Carece de ingresos y asegura que le extraviaron la documentación durante su estancia entre rejas. “Por eso perdí el paro, al que tenía derecho. Yo tenía un bar, siempre trabajé, nunca he cobrado ninguna ayuda ni he estado en la calle, que es un agujero. No veo facilidad para arreglar mis papeles, no tengo dinero para mi medicación”. L. A. defiende que al colectivo de personas que carecen de un hogar “nos hace falta un empujón para salir. La base es tener un lugar en el que dormir”. Con la crisis económica en ciernes, avisa: “El panorama ya lo teníamos negro y está cada vez más aún”.

Este lunes, el comedor social dispensó 362 raciones entre comidas y cenas. En el primer estado de alarma por el Covid-19 se alcanzó un pico de 666 usuarios. La media es superior, en cualquier caso, a los registros del año pasado, cuando unas 300 personas eran atendidas al día. Ya se está notando el efecto de la crisis hostelera, con trabajadores afectados por el cierre que recurren al comedor para disponer de alimentos, indica Beatriz Fernández, educadora social de Cáritas.

“No es una vida fácil, es una lucha diaria. He encontrado personas con algo de compasión y otras que mantienen distancia como si tuviéramos una enfermedad contagiosa. Con la pandemia, todavía más. Hay personas que te miran con desprecio”, cuenta Claudenilson, un brasileño de 55 años que lleva unos meses en la ciudad, pernoctando en la calle y un mes en el albergue, por cuyo trato también presentó una queja por escrito. “Sufrí allí dentro a nivel psicológico, todas las noches me preguntaban qué iba a hacer mañana. Salvo dos funcionarios, no hay trato humano, sino humillante, con faltas de respeto. Las personas que trabajan con los que vivimos en la calle deberían tener otra preparación”, reprocha.

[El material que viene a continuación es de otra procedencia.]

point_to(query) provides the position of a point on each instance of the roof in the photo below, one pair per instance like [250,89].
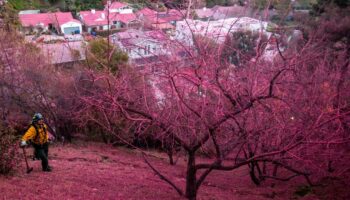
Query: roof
[125,18]
[222,12]
[63,52]
[28,12]
[204,12]
[161,17]
[98,18]
[46,18]
[117,5]
[131,38]
[146,12]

Antes de quedarse sin hogar, se ganaba la vida en la agricultura pero la ruptura con su ex, que lo echó de casa, lo dejó sin tierra que cultivar, porque era propiedad de su exsuegra. En Santiago se formó como pedagogo en su día. Este verano trabajó durante un mes en un campamento del Concello de Ourense, como animador sociocultural. “No hay un proyecto ni un afán de integración social. Antes de la pandemia el desempleo ya era grande y ahora aumentó. La edad y la nacionalidad juegan en contra para conseguir trabajo”, valora. El mes pasado, Cáritas le sufragó una habitación, cuyo alquiler supone 150 euros. Sin ingresos, “no sé si voy a poder pagar el próximo mes y si volveré a la calle. Vivimos al momento”.